The millennial age is driving customer expectations for organisations to deliver multichannel customer service and sales interactions. Effortless customer service across all channels is now more important than ever. A recent Gartner study found that failure to respond to social channels leads to a 15% increase in churn rate for existing customers, and Forrester Research revealed 63% of online consumers are more likely to return to a website offering live chat.

The evolution of contact centre strategy has made contact centres themselves more sophisticated and strategically important. Good enough just isn’t good enough anymore; customers are now more digitally aware. Having the Internet, quite literally, at their fingertips via smartphones and tablets, enables and empowers customers to research the best product, price and service in seconds. Inevitably, they will choose the company and channel that offers the easiest access to deliver their service or product of choice.  

The situation has been compared to fast-food restaurants having to adjust their processes to serve up drive-thru, walk-up, online and phone-in orders – so that the same service quality is consistently offered no matter which is chosen – all while still trying to satisfy as many appetites as possible, as quickly as possible. We’re not drawing direct parallels with junk food here; if anything the analogy works because organisations are targeting higher-class fare to be prepared as perfectly as it can be, engendering loyalty and generating value.

But the central principle remains the same: you don’t want silos. You want a single ‘kitchen’, committed to speed and accuracy. You want efficiency but not at the expense of quality. You want consistently great customer experiences that your customers will want to share.

The following seven customer experience goals are well worth achieving as you transform your contact centre for a multichannel future.

  1. Empower customers with flexible communications choices to employ as they wish. The use of traditional voice communications in customer interactions has declined significantly, with more customers opting to use email, social media and web chat.  
  2. Boost productivity by eliminating the inefficiencies of siloed processes for each communications channel. Customers are not only opting for different forms of communication, but are choosing to mix and match the channels they use. To communicate effectively with these customers, a linked up approach is required.
  3. Target customer experience indicators such as Net Promoter Score (NPS) or Customer Effort Scores (CES) that interrogate positivity and loyalty, rather than relying solely on agent performance metrics. With the increase in social media came the increase of sharing experiences and recommendations. Every interaction with a customer can lead to them becoming an advocate or otherwise…customer experience indicators will allow you to track both.
  4. Drive consistency of customer experience across all channels, by ensuring requisite resources and knowledge are deployed appropriately. There is no best way to interact with a customer. Agents on every channel should have the same level of knowledge and customer service expertise.
  5. Identify and escalate your most important customers and opportunities. This is a given – but remember, these customers and opportunities can reach you through any channel available to them…not just over the phone.
  6. Inspire happier agents who’ll stay employees for longer by equipping them with knowledge and communications capabilities at their fingertips (whether they work in a traditional contact centre or as part of the ever growing remote workforce).
  7. Harness multimedia customer habits and embrace change to avoid playing catch-up with future preferences. It’s important to focus on the channels and tools available today, but without an eye on what communication channel is around the corner, you’ll be in danger of neglecting your early adopter customers.

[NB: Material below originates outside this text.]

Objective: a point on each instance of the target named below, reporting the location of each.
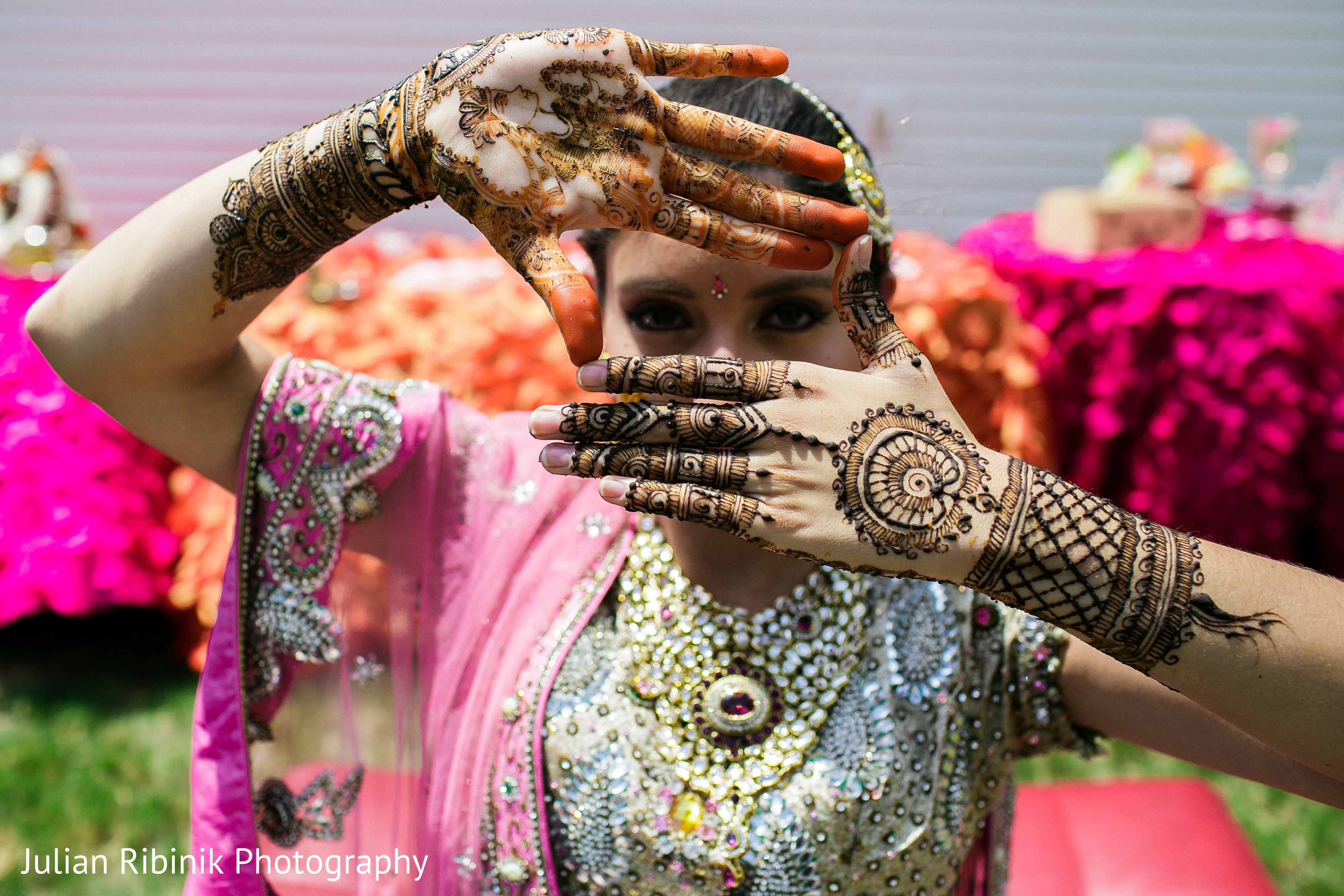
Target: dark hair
(764, 101)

This last point is an interesting one. While any transformation to multichannel must centre on the concept of dissolving silos; this is a challenge made harder by the continuing emergence of new channels (and the movable feast of customer appetites governing whichever one they fancy using this time).  

Take Twitter, a breathtakingly effective consumer-to-brand communications mechanism, but a creator of organisational chaos if ever there was one. Many organisations found themselves driven by an urgent business imperative to cater for it first, and integrate it later. Today’s business environment is one where customers increasingly dictate how contact centres should work. The message coming through loud and clear is that few can afford to stand still for long. 

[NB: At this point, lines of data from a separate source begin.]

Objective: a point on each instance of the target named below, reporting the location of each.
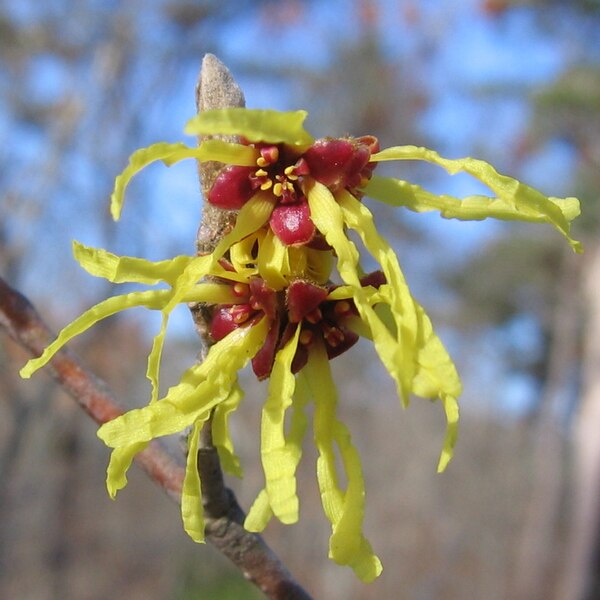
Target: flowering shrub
(272, 300)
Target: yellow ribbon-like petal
(120, 269)
(270, 126)
(345, 510)
(279, 463)
(236, 154)
(201, 388)
(327, 216)
(118, 465)
(220, 432)
(192, 511)
(515, 200)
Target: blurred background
(515, 82)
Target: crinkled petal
(221, 434)
(201, 388)
(402, 305)
(118, 465)
(272, 261)
(119, 269)
(172, 153)
(328, 217)
(515, 200)
(154, 299)
(192, 511)
(345, 510)
(278, 463)
(260, 512)
(452, 413)
(269, 126)
(253, 215)
(310, 263)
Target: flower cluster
(269, 288)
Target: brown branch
(223, 515)
(25, 326)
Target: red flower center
(337, 163)
(304, 304)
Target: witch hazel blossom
(337, 163)
(273, 301)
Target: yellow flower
(273, 303)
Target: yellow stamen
(306, 337)
(240, 289)
(314, 316)
(341, 308)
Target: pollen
(240, 289)
(341, 308)
(306, 337)
(314, 316)
(333, 336)
(240, 314)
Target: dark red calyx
(223, 322)
(303, 299)
(292, 224)
(375, 279)
(262, 297)
(341, 163)
(262, 363)
(232, 188)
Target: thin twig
(224, 517)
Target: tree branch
(223, 515)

Of course not all customer groups are the same, so it isn’t necessarily the same for every contact centre. Each organisation needs to guide the design of its contact centre transformation by understanding the people its agents will interact with.

By taking control, aligning the contact centre with the needs of the business and engaging all stakeholders, including customers and agents, more businesses are now creating Omni-channel contact centres to differentiate themselves in the market - taking every opportunity to increase loyalty and upsell additional services. And as counter-intuitive as it sounds, many are managing to do this while saving costs. This happens when you successfully remove silos of activity, promote more efficient workflows and embrace the power of slick, intuitive automated self-service that customers enjoy using.

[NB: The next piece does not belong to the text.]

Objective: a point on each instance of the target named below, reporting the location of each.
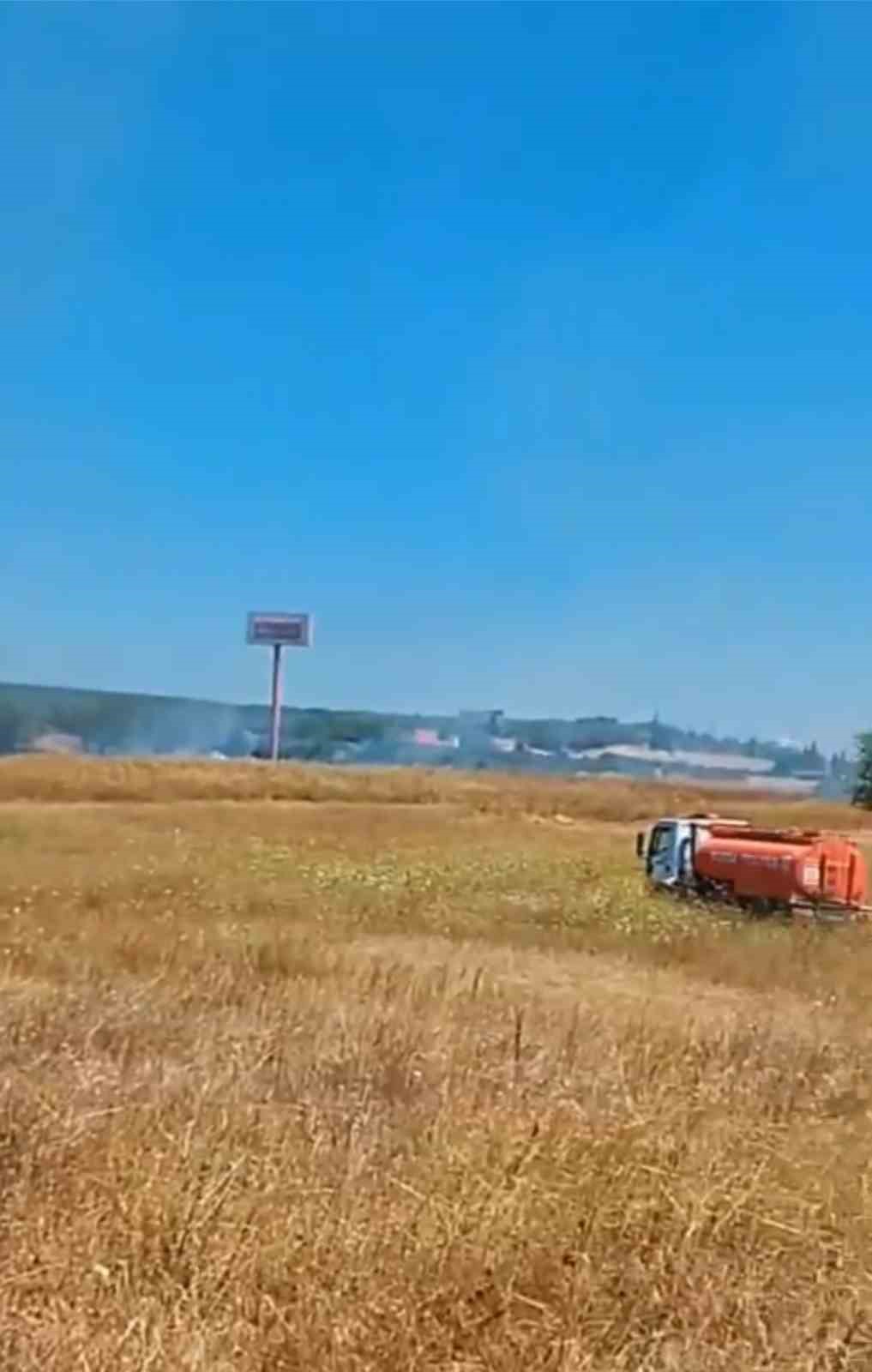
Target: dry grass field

Self-service automation is a growing opportunity. Gartner predicts that, by 2020, the typical customer will manage 85% of their relationship with an enterprise without any human interaction – preferring instead to use automated self-service channels. As consumers, we all tend to disparage automated approaches as being somehow inferior to ‘the human touch’ – just look at our reaction to the supermarket self scanner telling us ‘no item found’! The evidence for what we actually do and gain value from, however, is very much to the contrary.